Pierre Bonnard : Réapprendre non, mais certainement se remettre en question et échanger avec respect et sur un même pied d’égalité. S’informer est le maître-mot. La plupart des informations sont disponibles, il suffit juste d’aller les chercher et d’adapter sa posture commerciale en conséquence. Ne pas avoir d’idées préconçues sur tel ou tel pays, telle ou telle attitude, rester patient et être toujours ouvert à la discussion, même si la situation semble mal engagée ou changeante. Dans le monde arabe, les lignes peuvent toujours bouger, même quand tout semble perdu. La porte n’est jamais réellement fermée…
LBF : « Il y a une césure entre l’excellence de nos relations politiques et le fait que sur le plan économique cela pourrait mieux marcher » déclarait Laurent Fabius en mars 2014 à propos des relations économiques entre la France et le monde arabe, lors d’un colloque à l’Institut du monde arabe. Peut-on partager ce constat ?

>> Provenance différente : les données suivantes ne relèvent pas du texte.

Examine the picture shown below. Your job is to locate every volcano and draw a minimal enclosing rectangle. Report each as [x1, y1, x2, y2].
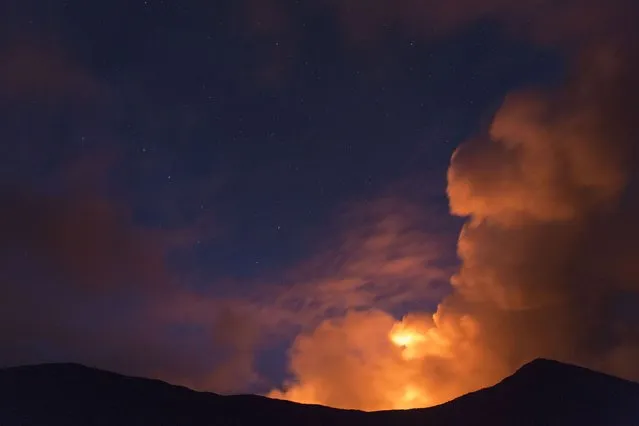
[0, 359, 639, 426]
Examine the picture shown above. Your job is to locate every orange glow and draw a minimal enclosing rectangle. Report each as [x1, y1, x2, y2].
[268, 307, 492, 411]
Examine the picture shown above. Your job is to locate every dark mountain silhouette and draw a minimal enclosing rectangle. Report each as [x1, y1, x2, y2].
[0, 359, 639, 426]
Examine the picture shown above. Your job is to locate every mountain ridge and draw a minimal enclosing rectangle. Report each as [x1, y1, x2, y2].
[0, 358, 639, 426]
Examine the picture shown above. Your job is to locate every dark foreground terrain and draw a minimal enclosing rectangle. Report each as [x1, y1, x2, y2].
[0, 360, 639, 426]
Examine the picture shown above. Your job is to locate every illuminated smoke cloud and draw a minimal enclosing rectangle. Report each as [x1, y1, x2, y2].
[270, 1, 639, 410]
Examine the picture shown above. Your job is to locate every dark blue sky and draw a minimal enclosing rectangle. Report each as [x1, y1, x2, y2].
[0, 0, 562, 389]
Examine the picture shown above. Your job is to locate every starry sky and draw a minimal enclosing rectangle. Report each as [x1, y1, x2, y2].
[0, 0, 636, 402]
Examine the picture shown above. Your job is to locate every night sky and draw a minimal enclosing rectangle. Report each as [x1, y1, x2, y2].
[0, 0, 636, 410]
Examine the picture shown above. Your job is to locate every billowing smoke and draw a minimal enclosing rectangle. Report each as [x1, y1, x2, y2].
[270, 0, 639, 410]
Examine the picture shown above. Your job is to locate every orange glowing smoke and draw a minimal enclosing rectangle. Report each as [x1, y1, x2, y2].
[268, 311, 492, 411]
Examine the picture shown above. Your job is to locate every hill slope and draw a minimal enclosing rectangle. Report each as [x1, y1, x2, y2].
[0, 360, 639, 426]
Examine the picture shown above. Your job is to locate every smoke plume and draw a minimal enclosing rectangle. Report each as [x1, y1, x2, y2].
[270, 1, 639, 410]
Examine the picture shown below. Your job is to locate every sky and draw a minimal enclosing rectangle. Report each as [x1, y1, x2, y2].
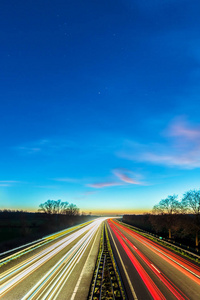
[0, 0, 200, 214]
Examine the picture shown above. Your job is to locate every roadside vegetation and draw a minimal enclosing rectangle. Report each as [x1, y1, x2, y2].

Pierre Bonnard : Certes, les relations politiques sont devenues plus équilibrées, mais il serait souhaitable que nos ambassades deviennent, comme celles des États-Unis et de la Grande-Bretagne, de réels relais de développement pour les entreprises françaises.
Les services économiques des ambassades françaises devraient notamment s’inspirer des méthodes de l‘intelligence économique, si souvent brandies par les hommes politiques comme une véritable solution face à la concurrence.
LBF : L’une des faiblesses structurelles de l’économie française, c’est notamment la difficulté des petites et moyennes entreprises à grandir et à gagner des parts de marché à l’étranger. Comment encourager les échanges économiques entre le monde arabe et les PME françaises ? Quels conseils donneriez-vous à une entreprise française, petite ou grande, qui chercherait des opportunités de croissance, voir même à s’implanter, dans le monde arabe ?
Pierre Bonnard : On pourrait prendre exemple sur l’UK Trade & Investment (UKTI) et les British Business Councils, dont le savoir-faire à l’étranger leur a garanti de nombreuses réussites ces dernières années dans le monde arabe.
Les PME pourraient mutualiser leurs offres de manière à présenter un ensemble cohérent couvrant un plus large spectre économique qui leur offrirait ainsi davantage d’opportunités. Dans le cadre de leurs recherches, les PME peuvent aussi compter sur le réseau d’UBIFRANCE, dont les informations sont généralement assez pertinentes.
Il serait sans doute aussi souhaitable que les multinationales françaises associent, dès l’origine, leurs sous-traitants, les PME-PMI, dans leurs démarches à l’export, les faisant ainsi profiter de leur « sillage commercial ».